殻を打ち破れ138回
棺を閉じる直前、突然、聞き慣れぬ言葉が悲鳴のようにあがった。それに重なる激しい泣き声。質素な喪服の女性が3、4人、故人の身内のようで、とめどない別れの訴えかけは、北京語と知れた。8月10日午後、横浜のメモワールホール瀬谷で営まれた、歌手真唯林(まゆりん)の葬儀だ。

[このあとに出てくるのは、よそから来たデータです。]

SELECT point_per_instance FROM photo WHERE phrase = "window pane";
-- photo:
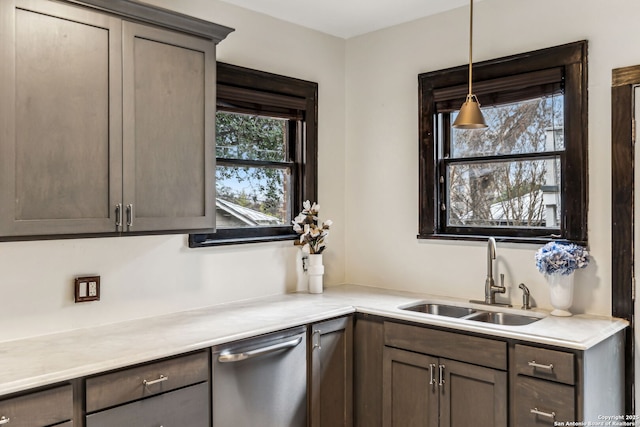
(252, 196)
(250, 137)
(524, 193)
(530, 126)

真唯林は台湾・嘉義市の出身。1988年に来日して『みちのくひとり旅』で知られる作曲家三島大輔に師事、翌年『演歌草』で日本クラウンからデビューした。代表作は『東京夜景』で、星野哲郎の詞に三島の曲。はとバスの定期観光開始50年を記念したイメージソングだった。日本での活躍を期待され、台湾の「正月紅白テレビ」に出演したこともある。亡くなったのは8月7日、享年50。
訃報は三島からの電話で伝えられた。
「がんだった。あっちこちに転移して、手を尽くしたが、だめだった...」
口下手の歌書きの声が、ボソボソと続いた。家族同然のつき合いが25年。もう一息! もう一息!と、お尻を叩きながら、一緒に頑張ってきた愛弟子の死だ。炎暑と言ってもいい今年の夏、精根尽きた闘病者も多いが、彼女もその一人だったのか――。

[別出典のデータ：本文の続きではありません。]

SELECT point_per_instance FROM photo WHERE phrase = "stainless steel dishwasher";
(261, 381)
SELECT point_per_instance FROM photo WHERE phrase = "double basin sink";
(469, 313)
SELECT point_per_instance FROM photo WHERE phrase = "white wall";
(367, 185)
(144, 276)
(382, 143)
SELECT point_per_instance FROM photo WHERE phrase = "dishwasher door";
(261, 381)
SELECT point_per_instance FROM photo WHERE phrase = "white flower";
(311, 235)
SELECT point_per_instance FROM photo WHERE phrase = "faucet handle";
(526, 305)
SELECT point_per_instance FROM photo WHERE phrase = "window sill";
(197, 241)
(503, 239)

葬儀に駆けつけた僕に、三島が「送る言葉を!」と言う。その強い眼の色に促されて、僕はぶっつけ本番でしゃべった。新潟・長岡の神社に、全国の神々が集まる夜があるというのを、大勢で見に行ったことがある。深夜、宙空に舞ういくつもの火の玉を見上げて「ほら! ほら!」と彼女が笑ったのを覚えている。明るくて、人なつっこい娘だった。数ヶ月前、横浜で歌う会を開いたのに、日程が合わずに行けなかったことが悔まれる。体調回復...と聞いたが、あれが最後の舞台になったのか...。
「まだ50才は若過ぎる。ああもしたい、こうもなりたいという、夢が沢山あったろう。きっと歌にも、これから味が濃くなるころだったのに...」
霊前で、僕は暗澹としたままだった。いくら近くても、彼女にとって日本は異国のはずだ。言葉も文化も生活も、全然違う国へ来て、そこになじみ、その国の言葉で歌うプロになる。そのうえで、その国の歌手たちと競争して、勝ち抜いて行こうとする。なみ大ていの覚悟と生き方ではない。しかも真唯林は、厄介な病気と闘うことにまで、この国を選んだ。そんなに日本が良かったのか!

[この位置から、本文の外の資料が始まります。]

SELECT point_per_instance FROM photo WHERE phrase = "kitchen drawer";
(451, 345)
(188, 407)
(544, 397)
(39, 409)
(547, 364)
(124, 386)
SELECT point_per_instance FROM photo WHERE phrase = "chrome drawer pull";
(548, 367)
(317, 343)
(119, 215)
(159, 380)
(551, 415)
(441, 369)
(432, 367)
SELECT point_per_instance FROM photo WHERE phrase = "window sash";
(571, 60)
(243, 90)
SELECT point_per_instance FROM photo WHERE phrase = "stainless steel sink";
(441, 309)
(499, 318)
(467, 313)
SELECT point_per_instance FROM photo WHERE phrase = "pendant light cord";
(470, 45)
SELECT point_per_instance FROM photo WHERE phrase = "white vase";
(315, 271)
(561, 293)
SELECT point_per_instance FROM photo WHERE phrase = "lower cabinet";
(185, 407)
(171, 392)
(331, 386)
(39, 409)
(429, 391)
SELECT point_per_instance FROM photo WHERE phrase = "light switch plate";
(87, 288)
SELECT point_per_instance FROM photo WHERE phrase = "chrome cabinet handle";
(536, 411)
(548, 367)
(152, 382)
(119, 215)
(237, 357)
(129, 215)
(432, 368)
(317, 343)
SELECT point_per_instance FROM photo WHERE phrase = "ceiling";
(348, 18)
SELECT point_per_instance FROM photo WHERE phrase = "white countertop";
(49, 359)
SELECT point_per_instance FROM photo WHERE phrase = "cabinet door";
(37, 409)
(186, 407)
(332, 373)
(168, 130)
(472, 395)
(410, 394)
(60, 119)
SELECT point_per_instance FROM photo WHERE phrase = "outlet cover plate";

式場には、5年前の新曲『泣きたい夜』のポスターが貼られていた。バーのカウンター、左手にグラスを持つ彼女の、憂い顔が若々しくきれいだ。式は読経もなく、親しい人々が合掌した。「林ちゃん!」「林ちゃん!」と、ファンらしい女性が呼びかける声が続く。来日25年、50才の生涯で、残念ながら彼女の人と芸は、全国的に知られるものにはならなかった。しかし、数は多くなくても日本のあちこちに、彼女を愛した人々は確かに居た。
送る側を代表してあいさつした三島の声は、「俺もやがて行くから」と、途切れがちだった。彼もまた病院から抜け出しての、野辺の送りだと聞いた。真唯林が残した思いを少しでも実らせるために、僕は彼の、一日も早い全快を祈るばかりだった。